Pierwsze skojarzenie po usłyszeniu nazwiska Ziemiański to Achaja. Książka wydana ponad dekadę temu stała się istną wizytówką jego twórczości i znakiem rozpoznawczym na polskim rynku fantastyki. Całkiem przewidywalnym więc było, że autor pokusi się o kontynuację swojego uniwersum. Tak własnie się stało. Trzymam oto w rękach drugi już tom opowieści o Virionie, szermierzu natchnionym, który to przewinął się niegdyś przez losy Achai. I chociaż historia mężczyzny to całkowicie inny kawałek układanki, jest to wciąż uniwersum Luan i Troy, które czytelnicy tak polubili. Czy jednak będzie to gwarancją dobrej powieści?
Gdzieś na krańcu imperium Virion znajduje osadę zamieszkałą przez wyrzutków, łotrów i uciekinierów takich samych, jak on. W miejscu, gdzie nikt nikogo nie pyta o przeszłość mógłby znaleźć cichy kąt dla siebie i swojej niezwykłej żony. Chociaż na chwilę, zanim podejmie decyzję, gdzie ruszać dalej. Widmo wielkiej obławy zmusza go jednak do pośpiechu i uświadamia, że tak naprawdę… nie ma już gdzie uciekać. Poza granicami imperium ma do wyboru przeprawę przez szalejące morze, bezlitosną pustynię albo pogrążone w wojnie Królestwa, gdzie Luańczyków witają naostrzonym palem. Może też usiąść na progu swojej chaty i modlić się, aby naganiacze z obławy go nie zauważyli. I byłoby to wyjście tak samo dobre, jak wszystkie inne, które Virion ma do wyboru, gdyby nie jeden mały szczegół. Za sprawą prefekt Taidy jego śladem rusza nie kolejny oddział zbrojnych, ale wyjątkowo zdolna czarownica. Ambitna, zawzięta i wyspecjalizowana w znajdowaniu ludzi. Oraz wredna na tyle, że za odpowiednią opłatą zadba o to, by znaleziony trafił w ręce zleceniodawcy żywy.

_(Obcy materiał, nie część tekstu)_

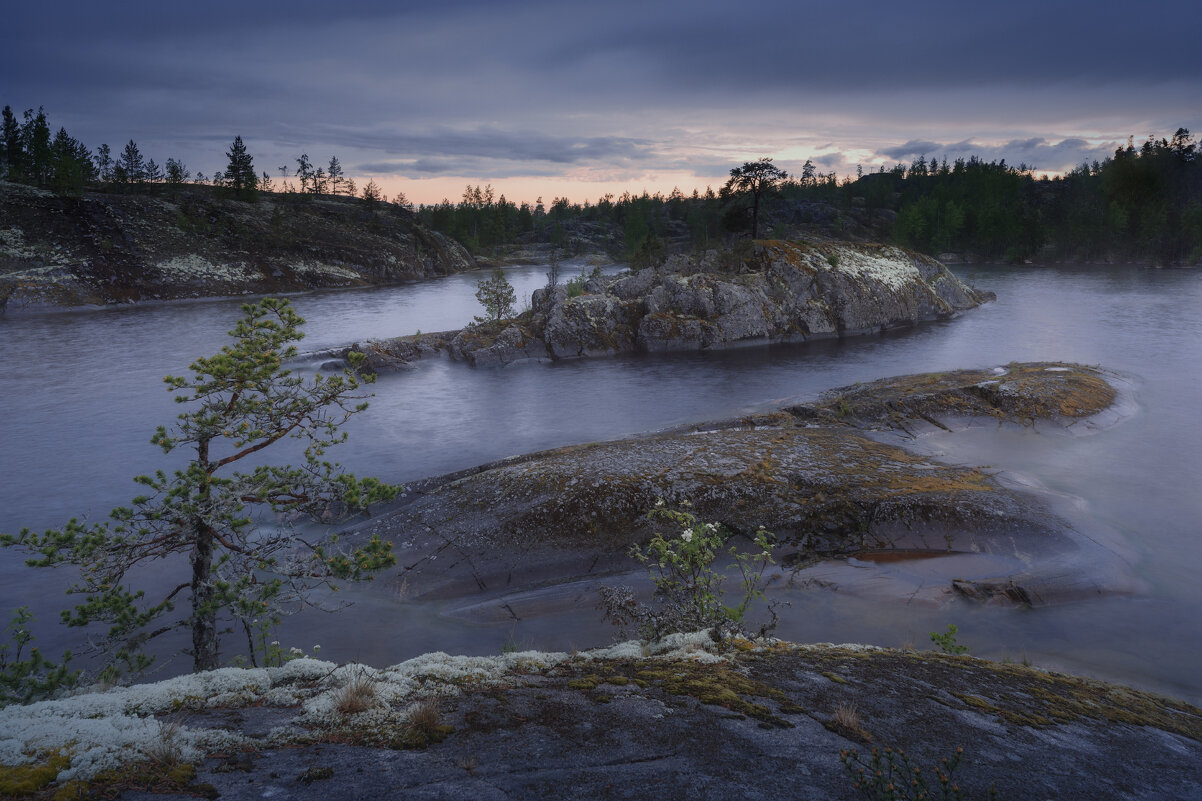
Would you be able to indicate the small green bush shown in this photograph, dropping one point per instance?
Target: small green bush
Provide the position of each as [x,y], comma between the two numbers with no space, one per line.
[946,641]
[688,587]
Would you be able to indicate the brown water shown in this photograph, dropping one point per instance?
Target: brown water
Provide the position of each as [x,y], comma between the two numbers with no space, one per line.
[82,392]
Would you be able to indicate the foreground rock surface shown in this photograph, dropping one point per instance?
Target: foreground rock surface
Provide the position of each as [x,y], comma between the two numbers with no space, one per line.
[105,248]
[821,476]
[778,291]
[679,721]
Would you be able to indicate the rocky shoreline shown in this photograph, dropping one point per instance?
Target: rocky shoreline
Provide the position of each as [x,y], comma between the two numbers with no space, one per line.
[778,291]
[683,719]
[832,480]
[100,248]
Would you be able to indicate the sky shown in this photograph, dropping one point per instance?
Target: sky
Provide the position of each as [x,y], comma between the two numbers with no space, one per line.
[581,99]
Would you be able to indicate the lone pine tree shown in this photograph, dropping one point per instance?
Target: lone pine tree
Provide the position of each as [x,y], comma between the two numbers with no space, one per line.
[239,402]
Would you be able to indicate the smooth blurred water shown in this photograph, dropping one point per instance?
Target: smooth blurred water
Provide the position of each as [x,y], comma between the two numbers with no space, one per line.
[82,392]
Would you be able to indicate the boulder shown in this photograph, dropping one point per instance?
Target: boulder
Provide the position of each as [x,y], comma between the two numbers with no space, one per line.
[784,291]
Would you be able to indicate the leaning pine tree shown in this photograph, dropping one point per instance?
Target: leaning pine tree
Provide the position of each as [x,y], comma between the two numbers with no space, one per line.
[239,402]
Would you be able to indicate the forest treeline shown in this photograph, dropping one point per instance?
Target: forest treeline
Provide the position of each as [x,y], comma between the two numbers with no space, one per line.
[1142,202]
[30,154]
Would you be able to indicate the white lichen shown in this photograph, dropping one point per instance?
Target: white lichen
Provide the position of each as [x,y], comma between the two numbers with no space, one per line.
[320,270]
[100,729]
[192,267]
[892,267]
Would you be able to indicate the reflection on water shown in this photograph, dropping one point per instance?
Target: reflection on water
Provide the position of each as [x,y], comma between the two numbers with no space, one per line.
[82,392]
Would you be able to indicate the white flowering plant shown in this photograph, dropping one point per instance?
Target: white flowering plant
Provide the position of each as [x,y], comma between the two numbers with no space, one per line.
[689,589]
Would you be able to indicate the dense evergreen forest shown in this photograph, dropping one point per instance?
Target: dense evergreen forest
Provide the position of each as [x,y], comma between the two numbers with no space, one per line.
[1142,203]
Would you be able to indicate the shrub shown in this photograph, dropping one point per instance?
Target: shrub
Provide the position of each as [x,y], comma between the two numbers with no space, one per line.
[946,641]
[33,677]
[689,589]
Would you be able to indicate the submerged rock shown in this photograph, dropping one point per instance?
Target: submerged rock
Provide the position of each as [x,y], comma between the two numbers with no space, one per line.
[811,474]
[781,291]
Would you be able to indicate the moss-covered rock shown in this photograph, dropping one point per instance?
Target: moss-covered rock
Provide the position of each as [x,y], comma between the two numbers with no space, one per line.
[808,473]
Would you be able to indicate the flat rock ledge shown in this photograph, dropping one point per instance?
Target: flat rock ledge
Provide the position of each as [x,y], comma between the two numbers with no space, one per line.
[780,291]
[832,480]
[682,719]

Mam wielki sentyment do autora jak i do Achai, która to poniekąd rozpoczęła moją przygodę z czytaniem i fantastyką. Gusta z czasem się zmieniają i chociaż przez te kilkanaście lat nieco zmieniłem podejście do trylogii, to nadal gdzieś w głębi zawsze będzie znajdowała czołowe miejsce. Niestety, ale takich uczuć z pewnością nie wzbudza we mnie (i raczej trudno mu będzie w przyszłości) Virion. Prócz tego, że akcja dzieje się w mniej więcej znanym mi uniwersum, bo przecież to czasy przed przygodą Achai, powieść nie wyróżnia się jakoś specjalnie na tle innych. Jest ot tak, dość prostą historią o człowieku, który miał pecha. Co jednak martwi mnie najbardziej, to styl w jakim książka jest napisana. Pierwszemu tomowi dawałem duże fory. Miało to być wprowadzenie w historię Viriona, więc akcja powinna się rozkręcać. Nic bardziej mylnego — fabuła toczy się ślimaczym tempem, jest miejscami naprawdę nużąca. To nie tak, że nie chce dać jej szansy, po prostu absolutnie mnie nie wciąga mimo ciągłych podejść do lektury. Poza tym rażące są relacje bohaterów. Dialogi są proste, język jest istnie współczesny i często miałem poczucie, że czytam jakieś opowieści osiedlowych dresów niż powieść ze świata fantastycznego Imperium. Dzieje się tak głównie między Virionem i Bradym. W dodatku przekleństwa, nie wiem czy celowo czy w ramach jakieś dziwnej cenzury, nie są ukazane w pełni, tylko kur…, z trzykropkiem! Jest to wręcz komiczne i nie pasuje do całości. Książce brakuje po prostu pazura, zwrotów akcji, czytelnik nie ma o co zaczepić swojej uwagi.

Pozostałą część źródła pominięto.